Trent’anni dopo la firma degli Accordi di Dayton, la Bosnia-Erzegovina si trova ad affrontare una crisi politica senza precedenti. L’accordo di pace, che doveva porre fine alla guerra e stabilire una nuova struttura statale basata sull’uguaglianza dei tre popoli costituenti e sulla supervisione internazionale dell’OHR, è stato, secondo molti, gravemente compromesso.
Violazioni degli Accordi e tentativi di centralizzazione
Invece dell’uguaglianza delle entità, si sono susseguiti tentativi di centralizzazione. L’Ufficio dell’Alto Rappresentante (OHR), da organo di supervisione, si è trasformato in un attore politico attivo, spesso in collaborazione con istituzioni giudiziarie considerate incostituzionali.

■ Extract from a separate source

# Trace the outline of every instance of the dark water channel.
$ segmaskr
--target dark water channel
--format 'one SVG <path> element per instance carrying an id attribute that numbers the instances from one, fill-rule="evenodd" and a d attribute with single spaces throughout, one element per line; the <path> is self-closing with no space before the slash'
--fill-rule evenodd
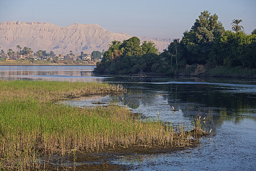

L’esempio più recente e palese di questa tendenza è il tentativo congiunto dell’OHR, della Corte e della Commissione Esecutiva Centrale della Bosnia-Erzegovina di estromettere il presidente della Republika Srpska, Milorad Dodik, dalla vita politica. Questa azione ha innescato quella che è considerata la crisi più grave fino ad oggi.
La necessità di una ridefinizione delle relazioni
La maggior parte degli attori politici e osservatori concordano sulla necessità di una ridefinizione delle relazioni all’interno della Bosnia-Erzegovina. La domanda cruciale, tuttavia, è come raggiungere tale obiettivo. In questo contesto di crescente tensione e incertezza, ci si chiede chi all’interno del Consiglio di Sicurezza delle Nazioni Unite sarà chiamato a rispondere a domande sempre più scomode sul futuro del Paese.